In many New Testament Scriptures, scribes, lawyers and Pharisees have even become disciples of Jesus:
- In Matthew 8:19, a scribe asks to be a disciple.
- In Acts 15:5, some Pharisees had believed the gospel.
- In Titus 3:13, Paul asks Titus to send “Zenas the lawyer” with Apollos; here he appears to be financially endorsing a scholar with a traveling ministry.
- Paul himself was a Pharisee, and proclaims himself “a Pharisee, son of a Pharisee” well after becoming a follower of Jesus (Acts 23:6, 26:5, Phil. 3:5).
There are also New Testament passages where scholars, teachers, and Pharisees receive Jesus’ spiritual ministry:
- In Mark 9:14, scribes came seeking healing.
- In Luke 5:17, Pharisees and teachers came from every town, and “the power of the Lord was present.”

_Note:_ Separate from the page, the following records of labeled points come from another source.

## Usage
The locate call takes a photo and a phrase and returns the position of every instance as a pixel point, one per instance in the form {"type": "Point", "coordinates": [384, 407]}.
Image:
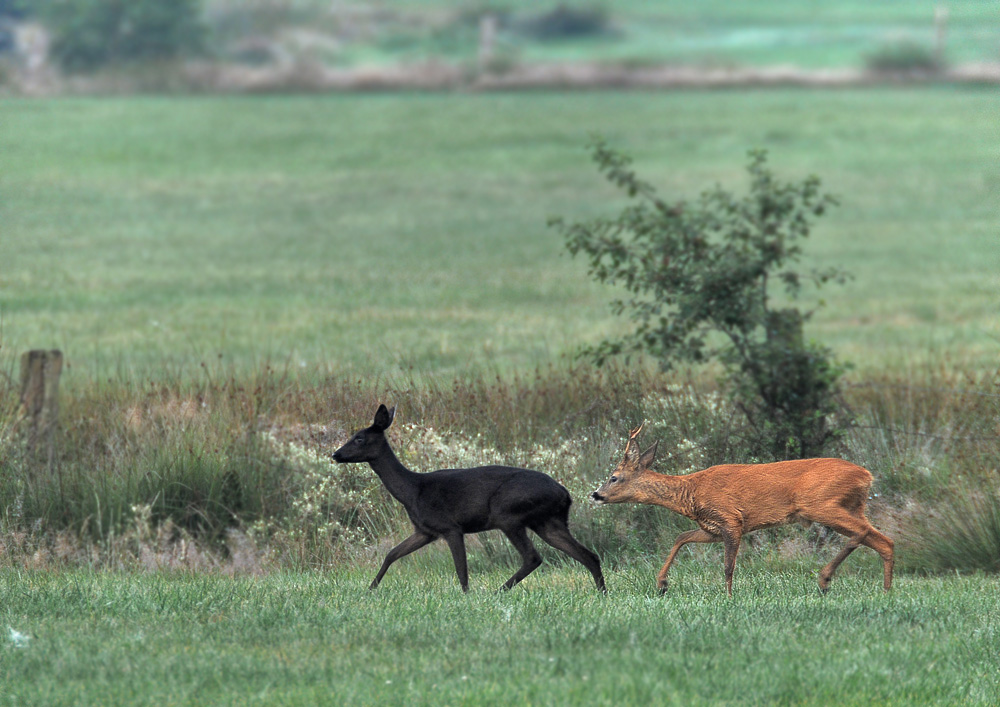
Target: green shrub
{"type": "Point", "coordinates": [90, 34]}
{"type": "Point", "coordinates": [697, 273]}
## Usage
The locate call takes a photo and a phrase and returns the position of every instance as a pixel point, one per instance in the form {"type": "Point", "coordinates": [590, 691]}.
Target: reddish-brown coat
{"type": "Point", "coordinates": [730, 500]}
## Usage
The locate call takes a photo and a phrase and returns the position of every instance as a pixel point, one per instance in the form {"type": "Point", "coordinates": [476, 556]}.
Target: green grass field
{"type": "Point", "coordinates": [396, 245]}
{"type": "Point", "coordinates": [386, 234]}
{"type": "Point", "coordinates": [322, 638]}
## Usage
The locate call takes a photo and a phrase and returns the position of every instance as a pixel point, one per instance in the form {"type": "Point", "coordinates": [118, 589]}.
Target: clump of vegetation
{"type": "Point", "coordinates": [702, 278]}
{"type": "Point", "coordinates": [92, 34]}
{"type": "Point", "coordinates": [566, 22]}
{"type": "Point", "coordinates": [904, 57]}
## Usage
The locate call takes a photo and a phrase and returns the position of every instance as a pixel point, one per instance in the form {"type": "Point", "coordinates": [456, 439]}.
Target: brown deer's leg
{"type": "Point", "coordinates": [529, 555]}
{"type": "Point", "coordinates": [414, 542]}
{"type": "Point", "coordinates": [731, 539]}
{"type": "Point", "coordinates": [557, 534]}
{"type": "Point", "coordinates": [883, 545]}
{"type": "Point", "coordinates": [691, 536]}
{"type": "Point", "coordinates": [456, 543]}
{"type": "Point", "coordinates": [859, 532]}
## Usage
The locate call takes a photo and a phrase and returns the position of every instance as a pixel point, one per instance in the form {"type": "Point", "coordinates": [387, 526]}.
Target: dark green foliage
{"type": "Point", "coordinates": [90, 34]}
{"type": "Point", "coordinates": [697, 270]}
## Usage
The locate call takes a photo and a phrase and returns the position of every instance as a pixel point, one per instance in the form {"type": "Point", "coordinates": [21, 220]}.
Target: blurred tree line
{"type": "Point", "coordinates": [91, 34]}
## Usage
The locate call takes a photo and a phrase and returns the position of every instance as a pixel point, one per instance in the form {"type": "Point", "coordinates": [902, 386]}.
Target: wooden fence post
{"type": "Point", "coordinates": [40, 372]}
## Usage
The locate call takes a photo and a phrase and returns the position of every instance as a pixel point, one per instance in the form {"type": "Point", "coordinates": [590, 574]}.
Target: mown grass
{"type": "Point", "coordinates": [393, 235]}
{"type": "Point", "coordinates": [308, 638]}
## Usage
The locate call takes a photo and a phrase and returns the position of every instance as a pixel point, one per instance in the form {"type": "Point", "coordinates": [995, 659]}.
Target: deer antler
{"type": "Point", "coordinates": [632, 436]}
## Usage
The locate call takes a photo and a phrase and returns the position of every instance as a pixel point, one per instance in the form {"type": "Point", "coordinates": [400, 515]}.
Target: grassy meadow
{"type": "Point", "coordinates": [236, 282]}
{"type": "Point", "coordinates": [386, 234]}
{"type": "Point", "coordinates": [308, 638]}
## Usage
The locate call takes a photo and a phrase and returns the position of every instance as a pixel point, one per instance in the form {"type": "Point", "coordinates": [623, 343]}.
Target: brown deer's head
{"type": "Point", "coordinates": [632, 465]}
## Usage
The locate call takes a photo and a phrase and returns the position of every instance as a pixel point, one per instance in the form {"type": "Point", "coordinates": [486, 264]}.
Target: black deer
{"type": "Point", "coordinates": [452, 502]}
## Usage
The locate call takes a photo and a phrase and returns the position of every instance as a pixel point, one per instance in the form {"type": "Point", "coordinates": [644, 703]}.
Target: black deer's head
{"type": "Point", "coordinates": [366, 445]}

In a surprising number of passages, scribes and Pharisees defend Jesus and the apostles from the persecution of others:
- In Luke 13:31, some Pharisees warned Jesus of persecution from Herod.
- In John 7:50, Nicodemus (a Pharisee) publicly defends Jesus.
- In Acts 19:35, a scribe calmed the mob in Ephesus.
- In Acts 23:9, scribes of the Pharisees wanted to release Paul.
- In Acts 5:34, Gamaliel (a Pharisee) advises the Sanhedrin to release the apostles.
The above passages resist caricatures of the Pharisees, who were a large and presumably diverse group. Rather, unlike the Sadducees, many Pharisees became followers of Jesus, or defended him against others of their sect.
More importantly, though, there is a clear and legitimate role for theologians in Jesus’ teaching. He does not exclude all intellectuals with a wave of his hand; rather, in Matthew 13:52 and 23:34, he maintains space for scholars and experts who maintain a high regard for God and his words.